British Indian steel tycoon revives Scotland’s steel industry

By: | Published: September 28, 2016 9:14 PM

Indian-origin businessman Sanjeev Gupta led Liberty House Group today reopened steelworks it had acquired in Scotland from Tata Steel earlier this year.

Sanjeev Gupta founder of Liberty House Group. (Reuters)Sanjeev Gupta founder of Liberty House Group. (Reuters)

Indian-origin businessman Sanjeev Gupta led Liberty House Group today reopened steelworks it had acquired in Scotland from Tata Steel earlier this year.

Scottish First Minister Nicola Sturgeon officially marked the restart of the Dalzell plant at Motherwell near Glasgow, which was rescued by Gupta’s firm in April following its closure in December 2015 amid a worldwide steel industry crisis.

“This is a fantastic day for Dalzell workers, for Motherwell and for Scotland’s steel industry. Restarting steel production has only been possible thanks to the tremendous team effort of everyone involved in the steel taskforce to find a viable future for this site, meaning workers here in Lanarkshire can once again produce world-class products,” Sturgeon said at the launch ceremony.

“Liberty House are seizing an exciting opportunity and the Scottish government and its agencies will continue to work with Sanjeev Gupta and his team to ensure a successful future in Scotland,” she added.

Liberty has spent the last five months rebuilding the workforce and recommissioning equipment at the huge site, which includes the UK’s largest and most versatile plate mill.

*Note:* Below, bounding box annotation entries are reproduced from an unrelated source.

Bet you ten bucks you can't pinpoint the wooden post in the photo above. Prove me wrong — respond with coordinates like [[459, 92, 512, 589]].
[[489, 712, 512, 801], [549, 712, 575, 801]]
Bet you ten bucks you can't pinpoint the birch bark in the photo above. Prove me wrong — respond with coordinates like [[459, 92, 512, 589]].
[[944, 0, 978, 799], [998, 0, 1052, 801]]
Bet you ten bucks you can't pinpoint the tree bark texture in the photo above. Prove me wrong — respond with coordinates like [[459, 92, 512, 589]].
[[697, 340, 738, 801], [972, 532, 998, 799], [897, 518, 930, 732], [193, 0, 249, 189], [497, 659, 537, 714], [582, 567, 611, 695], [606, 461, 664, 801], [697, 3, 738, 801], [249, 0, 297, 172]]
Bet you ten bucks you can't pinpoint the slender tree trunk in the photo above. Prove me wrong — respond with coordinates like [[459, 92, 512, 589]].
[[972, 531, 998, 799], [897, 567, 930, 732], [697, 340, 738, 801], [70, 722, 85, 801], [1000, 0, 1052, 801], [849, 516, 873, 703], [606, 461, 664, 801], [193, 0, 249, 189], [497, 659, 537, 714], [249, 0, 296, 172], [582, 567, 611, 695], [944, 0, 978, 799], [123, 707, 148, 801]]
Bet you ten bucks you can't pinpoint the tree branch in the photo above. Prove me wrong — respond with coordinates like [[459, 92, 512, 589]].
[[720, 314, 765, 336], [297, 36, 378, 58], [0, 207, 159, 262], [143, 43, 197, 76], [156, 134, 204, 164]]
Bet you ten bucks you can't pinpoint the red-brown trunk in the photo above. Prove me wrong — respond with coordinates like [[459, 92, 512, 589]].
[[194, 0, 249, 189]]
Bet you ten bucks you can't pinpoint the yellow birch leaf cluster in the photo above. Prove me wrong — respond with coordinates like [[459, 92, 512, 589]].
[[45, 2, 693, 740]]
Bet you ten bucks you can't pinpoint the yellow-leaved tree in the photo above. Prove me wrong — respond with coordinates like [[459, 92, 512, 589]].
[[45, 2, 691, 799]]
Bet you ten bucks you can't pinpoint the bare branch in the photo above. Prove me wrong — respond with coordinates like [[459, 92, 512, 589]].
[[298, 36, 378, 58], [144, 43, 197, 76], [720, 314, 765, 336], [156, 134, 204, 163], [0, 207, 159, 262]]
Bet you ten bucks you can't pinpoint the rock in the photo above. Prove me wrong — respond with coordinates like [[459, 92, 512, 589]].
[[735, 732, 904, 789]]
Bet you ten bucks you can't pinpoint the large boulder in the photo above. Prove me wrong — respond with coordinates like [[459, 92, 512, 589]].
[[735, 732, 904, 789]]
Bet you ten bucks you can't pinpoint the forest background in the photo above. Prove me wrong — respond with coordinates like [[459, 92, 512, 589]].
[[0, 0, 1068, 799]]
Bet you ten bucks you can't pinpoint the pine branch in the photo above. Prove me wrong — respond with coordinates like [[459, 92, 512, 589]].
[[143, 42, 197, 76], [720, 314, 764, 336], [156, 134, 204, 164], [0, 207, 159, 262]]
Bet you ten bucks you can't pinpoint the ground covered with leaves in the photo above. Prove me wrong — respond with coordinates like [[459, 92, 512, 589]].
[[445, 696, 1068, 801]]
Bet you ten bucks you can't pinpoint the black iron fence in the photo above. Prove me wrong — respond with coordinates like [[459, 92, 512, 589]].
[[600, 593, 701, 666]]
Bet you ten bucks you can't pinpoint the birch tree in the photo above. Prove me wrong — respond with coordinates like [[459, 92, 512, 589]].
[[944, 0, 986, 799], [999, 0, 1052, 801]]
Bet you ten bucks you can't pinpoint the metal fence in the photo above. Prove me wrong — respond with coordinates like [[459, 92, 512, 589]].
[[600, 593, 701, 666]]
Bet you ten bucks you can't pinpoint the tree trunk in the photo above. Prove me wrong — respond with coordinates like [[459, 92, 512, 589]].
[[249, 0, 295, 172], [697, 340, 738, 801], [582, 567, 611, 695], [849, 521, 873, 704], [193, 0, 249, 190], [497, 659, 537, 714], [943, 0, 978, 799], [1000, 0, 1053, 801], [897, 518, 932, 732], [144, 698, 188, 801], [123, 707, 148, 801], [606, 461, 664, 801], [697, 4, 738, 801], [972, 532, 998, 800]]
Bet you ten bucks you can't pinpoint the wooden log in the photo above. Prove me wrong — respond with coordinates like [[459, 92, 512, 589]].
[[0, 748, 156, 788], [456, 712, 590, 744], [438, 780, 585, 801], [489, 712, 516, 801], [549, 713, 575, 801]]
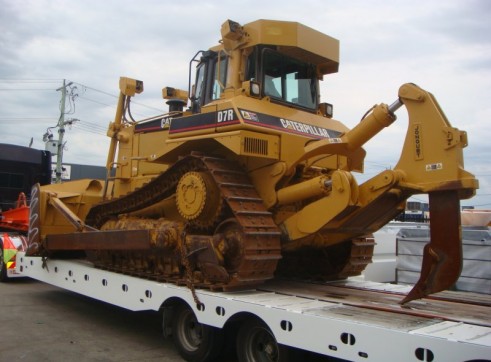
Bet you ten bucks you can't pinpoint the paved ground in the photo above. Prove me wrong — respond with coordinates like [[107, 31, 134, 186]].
[[0, 278, 182, 362]]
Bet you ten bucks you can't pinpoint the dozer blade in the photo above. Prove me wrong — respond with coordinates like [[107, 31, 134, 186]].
[[401, 190, 462, 304]]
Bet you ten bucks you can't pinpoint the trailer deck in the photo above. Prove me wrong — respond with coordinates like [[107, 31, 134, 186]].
[[17, 252, 491, 361]]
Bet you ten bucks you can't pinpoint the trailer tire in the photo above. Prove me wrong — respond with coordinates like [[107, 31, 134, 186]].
[[172, 304, 224, 362], [237, 318, 290, 362]]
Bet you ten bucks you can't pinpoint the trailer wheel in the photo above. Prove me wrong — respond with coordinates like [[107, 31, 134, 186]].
[[0, 245, 9, 283], [237, 319, 290, 362], [172, 304, 224, 362]]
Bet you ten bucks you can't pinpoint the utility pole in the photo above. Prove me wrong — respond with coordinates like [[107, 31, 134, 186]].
[[55, 79, 73, 184]]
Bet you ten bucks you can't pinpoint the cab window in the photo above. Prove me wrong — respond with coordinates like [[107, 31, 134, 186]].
[[262, 49, 318, 109]]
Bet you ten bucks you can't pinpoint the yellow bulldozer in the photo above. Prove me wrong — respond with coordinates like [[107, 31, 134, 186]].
[[27, 20, 478, 302]]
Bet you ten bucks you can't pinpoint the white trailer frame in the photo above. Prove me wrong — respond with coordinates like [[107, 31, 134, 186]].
[[17, 252, 491, 362]]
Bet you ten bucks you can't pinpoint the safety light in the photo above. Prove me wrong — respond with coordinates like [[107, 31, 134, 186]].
[[319, 103, 334, 118]]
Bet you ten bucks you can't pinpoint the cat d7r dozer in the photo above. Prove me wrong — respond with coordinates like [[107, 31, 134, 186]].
[[28, 20, 478, 302]]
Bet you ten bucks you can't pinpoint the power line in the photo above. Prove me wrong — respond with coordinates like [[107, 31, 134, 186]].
[[72, 81, 162, 112]]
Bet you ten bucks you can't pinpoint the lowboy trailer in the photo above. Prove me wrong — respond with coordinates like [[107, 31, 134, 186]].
[[17, 252, 491, 362]]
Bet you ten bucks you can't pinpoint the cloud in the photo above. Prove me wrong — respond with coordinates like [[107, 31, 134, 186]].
[[0, 0, 491, 205]]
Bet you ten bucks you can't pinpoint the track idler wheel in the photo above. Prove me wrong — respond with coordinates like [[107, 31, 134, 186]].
[[401, 190, 462, 304], [176, 171, 223, 228]]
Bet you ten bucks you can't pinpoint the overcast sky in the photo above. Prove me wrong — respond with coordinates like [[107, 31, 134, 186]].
[[0, 0, 491, 209]]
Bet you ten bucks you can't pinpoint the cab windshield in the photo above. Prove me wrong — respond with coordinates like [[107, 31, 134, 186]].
[[262, 49, 317, 109]]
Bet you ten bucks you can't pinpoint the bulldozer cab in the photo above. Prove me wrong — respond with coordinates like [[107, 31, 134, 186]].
[[189, 50, 228, 113], [190, 41, 320, 113]]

Dalzell is the last major steelworks in Scotland and, over several generations, has provided Britain with the tough steel plate used in industries such as shipbuilding, construction, mining, oil production and heavy vehicle manufacture.

Gupta, executive chairman of Liberty House, described the re-opening as a first step for the group in Scotland, adding that he aims to expand his company’s investment there in pursuit of its GreenSteel strategy for a competitive, low- carbon and sustainable steel industry.

“We promised we would get this important plant open again by the autumn and today we are proud to be fulfilling that promise,” he said.

He also disclosed that the neighbouring Clydebridge works at Cambuslang in Scotland would come back on stream in due course as market conditions allowed.

Liberty has already recruited around 120 staff for Dalzell, comprising many former employees who have returned, as well as those new to the industry. It is hoped employment will increase to over 200 within 18 months, as production rises in response to market demand.

The reopened plant will be targeting Britain’s 700,000 tonne-a-year market for plate steel, which is estimated to be growing at the rate of 3 per cent a year.

The plant has a full production capacity of between 400,000 and 500,000 tonnes a year.

At a local level it is estimated the restart of Dalzell will be worth roughly 15 million pounds a year to the economy around Motherwell, both in wages and supply contracts awarded to local businesses.

Jon Bolton, chief executive of Liberty Steel UK Plates & UK Steel Development, said: “Restarting this mill only nine months after production was halted has been a tremendous achievement. We now intend to ramp production up as quickly as the market will allow.”

Liberty is part of the global GFG Alliance, an association between businesses owned by Sanjeev Gupta and Parduman Gupta.